Certain sections might seem skim-worthy if you're not actually having sex. Some of it also seems a wee bit basic...I would assume that if you're going to pick up this book, you probably know that fat people don't all smell bad or are desperate (there's a section debunking common fat myths). But, I could be wrong about that. Here are my favorite parts/parts I found the most interesting:
  • Section on asexuality! It's well-done, it includes quotes from asexuals ourselves, and it's included in a chapter with all the other sexual orientations. YEAH!
  • What Hanne says are her two main take-aways: "Stop putting your life on hold" (until you're thin...or anything else, really) and "Don't expect love and sex to heal your entire life" (pgs 26 & 27).
  • A discussion of weight distribution/shape, and how this affects perceptions of someone's sexuality and gender. For instance, a pear-shaped man is quoted as saying that people just assume he's gay because his shape is traditionally considered "womanly". Apparently, apple-shaped women (that's me, I guess) "may feel like they are sexually invisible" (36). You know...I think there's some truth to that. I do have breasts, but I don't have much in the way of hips, butt, or thighs. When I was slightly heavier, I had no defined waist. I am rarely approached by anyone in a sexual manner. From hourglass-shaped asexual women, I hear different stories.
  • Good stuff about body image and acceptance. Hanne suggests this exercise: "Try finding something to compliment in every fat person you see (72)". (You don't have to say the compliment out loud unless you want to.) I can tell you, this kind of exercise really works, and it can improve your whole mood for the day. We can often be really judgmental of other people's appearances, sometimes without even realizing it ("she's wearing that?"). To change that casual criticism into something positive can be a powerful thing to do for ourselves, even (especially) if the other person doesn't know what the heck we're thinking.
  • Responses to rude comments about size. This one amused me the most: "Why am I so fat? Because every time I fuck your mom, she bakes me a pie." Of course, it hinges on someone yelling, "Why are you so fat?", but in the event that it'll be ready. (More comeback ideas...and I want all her clothes.)
Happy 2012, folks! My resolution will be to not end posts with bullet points.


Jessica said...

The "don't put your life on hold" aspect really speaks to me. Dissatisfaction with who I am is often not a good motivator for improvement, but rather an easy way to defeat myself.

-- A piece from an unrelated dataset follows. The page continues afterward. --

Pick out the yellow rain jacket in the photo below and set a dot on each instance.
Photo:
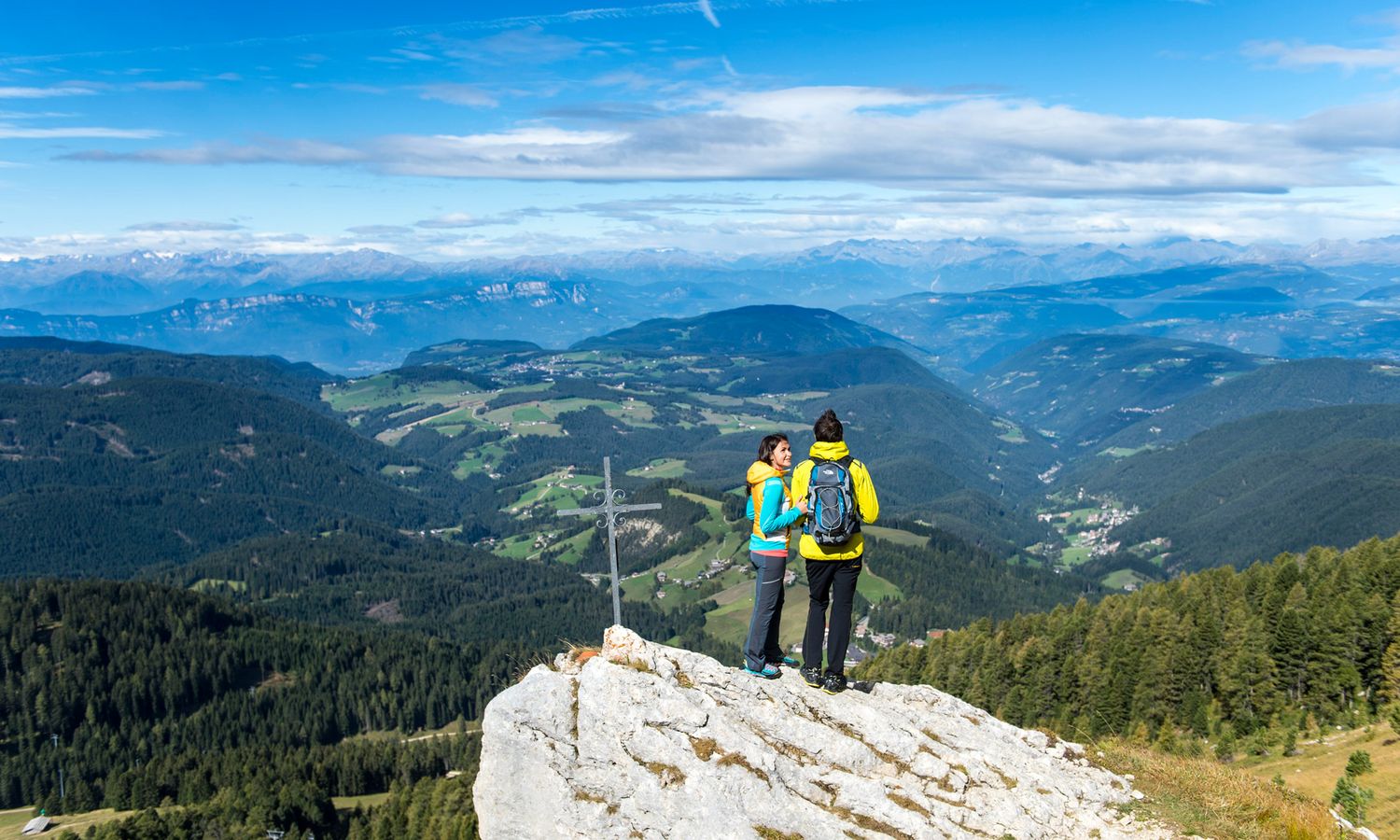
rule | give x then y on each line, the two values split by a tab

There's this excellent Anne Lamott quote that I think of a lot: "Nothing outside of you is going to fix you or make you happier. That's going to have to be an inside job." I'm paraphrasing there, but that's the gist. That idea really opened my eyes.

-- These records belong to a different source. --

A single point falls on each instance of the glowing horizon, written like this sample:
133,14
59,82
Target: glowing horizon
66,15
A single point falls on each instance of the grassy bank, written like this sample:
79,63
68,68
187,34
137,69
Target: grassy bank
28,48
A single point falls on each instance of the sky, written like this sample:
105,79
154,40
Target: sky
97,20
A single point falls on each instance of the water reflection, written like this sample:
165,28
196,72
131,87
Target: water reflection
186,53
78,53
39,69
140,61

That link to the Kate Harding piece was fantastic, thanks so much for sharing it.

Sara K. said...


Off-topic, but I am *finally* starting my own asexy blog, and I would very much appreciate joining your homies (I am very new to this blogging thing and I expect it will take me a little time to get a hang of it all, so the first few weeks might be ... chaotic).

-Sara K.

Ily said...

@Jessica: It's so true, negative or punishing motivation never works when it comes to making positive changes. Even though I know this, sometimes I still try to "motivate" myself like it's good to remind myself often that there are better ways. You're welcome for the link, I'm glad you liked it.

@Sara: Welcome to the blogosphere! I'll add you to my list.